Tim Kearney

No. 56, 50
- Position: Linebacker

Personal information
- Born: November 5, 1950 (age 75) Kingsford, Michigan, U.S.
- Listed height: 6 ft 2 in (1.88 m)
- Listed weight: 227 lb (103 kg)

Career information
- High school: Kingsford
- College: Northern Michigan
- NFL draft: 1972: 4th round, 83rd overall pick

Career history
- Dallas Cowboys (1972)*; Green Bay Packers (1972)*; Cincinnati Bengals (1972–1974); Kansas City Chiefs (1975); Tampa Bay Buccaneers (1976); St. Louis Cardinals (1976–1981);
- * Offseason or practice squad member only

Awards and highlights
- Second-team Little All-American (1971);

Career NFL statistics
- Sacks: 4.5
- Fumble recoveries: 10
- Interceptions: 3
- Interception yards: 30
- Stats at Pro Football Reference

= Tim Kearney (American football) =

American football player (born 1950)

Timothy Edward Kearney (born October 5, 1950) is an American former professional football player who was a linebacker in the National Football League (NFL) for the Cincinnati Bengals, Kansas City Chiefs, Tampa Bay Buccaneers and St. Louis Cardinals. He played college football for the Northern Michigan Wildcats.

==Early life==
Kearney attended Kingsford High School. He accepted a scholarship from Northern Michigan University. He was a three-year starter at linebacker. As a senior, he received Little All-American honors in 1971.

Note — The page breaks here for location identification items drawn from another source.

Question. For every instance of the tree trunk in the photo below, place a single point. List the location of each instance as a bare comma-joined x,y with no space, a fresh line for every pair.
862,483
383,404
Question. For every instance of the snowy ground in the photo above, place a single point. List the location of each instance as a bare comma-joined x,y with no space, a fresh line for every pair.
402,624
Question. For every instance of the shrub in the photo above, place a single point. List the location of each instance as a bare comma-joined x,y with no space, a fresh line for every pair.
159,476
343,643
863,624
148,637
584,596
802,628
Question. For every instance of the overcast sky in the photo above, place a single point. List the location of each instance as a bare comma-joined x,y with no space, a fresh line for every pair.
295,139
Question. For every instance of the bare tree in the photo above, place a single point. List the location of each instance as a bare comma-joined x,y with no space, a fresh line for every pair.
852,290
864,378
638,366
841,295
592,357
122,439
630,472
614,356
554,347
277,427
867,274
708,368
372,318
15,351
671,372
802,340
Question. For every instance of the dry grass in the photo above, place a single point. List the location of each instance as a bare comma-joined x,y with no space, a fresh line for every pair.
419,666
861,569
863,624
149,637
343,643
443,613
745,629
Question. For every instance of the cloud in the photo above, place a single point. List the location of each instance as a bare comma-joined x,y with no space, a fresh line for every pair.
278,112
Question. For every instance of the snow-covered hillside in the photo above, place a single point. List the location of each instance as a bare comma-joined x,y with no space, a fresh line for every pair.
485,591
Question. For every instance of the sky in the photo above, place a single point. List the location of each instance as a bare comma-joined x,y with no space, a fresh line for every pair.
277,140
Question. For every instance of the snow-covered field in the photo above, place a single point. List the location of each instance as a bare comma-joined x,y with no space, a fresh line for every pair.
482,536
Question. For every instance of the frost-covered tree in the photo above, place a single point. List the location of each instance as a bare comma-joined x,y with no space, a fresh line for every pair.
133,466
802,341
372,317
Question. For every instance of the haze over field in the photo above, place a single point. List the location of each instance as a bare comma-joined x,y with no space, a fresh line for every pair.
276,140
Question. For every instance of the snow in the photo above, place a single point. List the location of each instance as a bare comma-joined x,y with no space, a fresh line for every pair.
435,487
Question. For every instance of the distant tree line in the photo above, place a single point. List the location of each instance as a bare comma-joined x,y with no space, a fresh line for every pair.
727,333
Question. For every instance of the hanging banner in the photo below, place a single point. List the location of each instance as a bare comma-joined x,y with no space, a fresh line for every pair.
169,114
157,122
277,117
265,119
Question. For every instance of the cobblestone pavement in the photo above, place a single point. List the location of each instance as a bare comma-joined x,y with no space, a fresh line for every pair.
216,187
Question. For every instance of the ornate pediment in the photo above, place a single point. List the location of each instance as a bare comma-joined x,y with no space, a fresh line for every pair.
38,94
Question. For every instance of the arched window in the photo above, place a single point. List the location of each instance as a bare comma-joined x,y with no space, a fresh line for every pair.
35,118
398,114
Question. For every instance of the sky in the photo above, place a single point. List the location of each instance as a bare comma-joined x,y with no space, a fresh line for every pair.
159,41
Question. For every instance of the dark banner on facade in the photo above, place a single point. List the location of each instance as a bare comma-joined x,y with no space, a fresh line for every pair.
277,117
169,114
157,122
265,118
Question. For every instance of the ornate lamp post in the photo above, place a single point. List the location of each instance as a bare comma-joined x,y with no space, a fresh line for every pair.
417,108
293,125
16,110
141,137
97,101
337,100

In 1982, he was inducted into the Northern Michigan University Sports Hall of Fame.

==Professional career==

===Dallas Cowboys===
Kearney was selected in the fourth round (83rd overall) of the 1972 NFL draft by the Dallas Cowboys, who were the defending Super Bowl champions. He faced a difficult challenge in making the team, after the Cowboys drafted a total of 5 linebackers and had one of the best linebacking corps in NFL history already in place. He was waived on September 7, 1972.

===Green Bay Packers===
The Green Bay Packers claimed him off waivers on September 11, 1972, but was waived three days later to make room for wide receiver Jon Staggers.

===Cincinnati Bengals===
Kearney was claimed off waivers by the Cincinnati Bengals on September 15, 1972. He was a special teams player while backing up Bill Bergey at middle linebacker.

On September 1, 1975, he was traded along with Bernard Jackson to the Detroit Lions in exchange for a draft choice, but the transaction was canceled after both players failed their respective physical exams and Kearney was released.

===Kansas City Chiefs===
He was claimed off waivers by the Kansas City Chiefs on September 5, 1975 to backup Willie Lanier. He was waived on September 6, 1976, after his role was taken over by rookie Jimbo Elrod.

===Tampa Bay Buccaneers===
Kearney was signed by the Tampa Bay Buccaneers on September 13, 1976. He was inactive for one game, before being released on September 20.

===St. Louis Cardinals===
The St. Louis Cardinals signed him in 1976 to replace an injured Greg Hartle. The team at the time was known in the media as the "Cardiac Cardinals". He became a starter at inside linebacker in the team's 3-4 defense, leading the Cardinals in tackles in 1978 and 1980.

In 1979, he was placed on the injured reserve list with a knee injury after the fifth game of the season. He was released on May 20, 1982, after failing a physical exam with a neck injury.

==Personal life==
His daughter is former Miss Missouri USA Katie Kearney.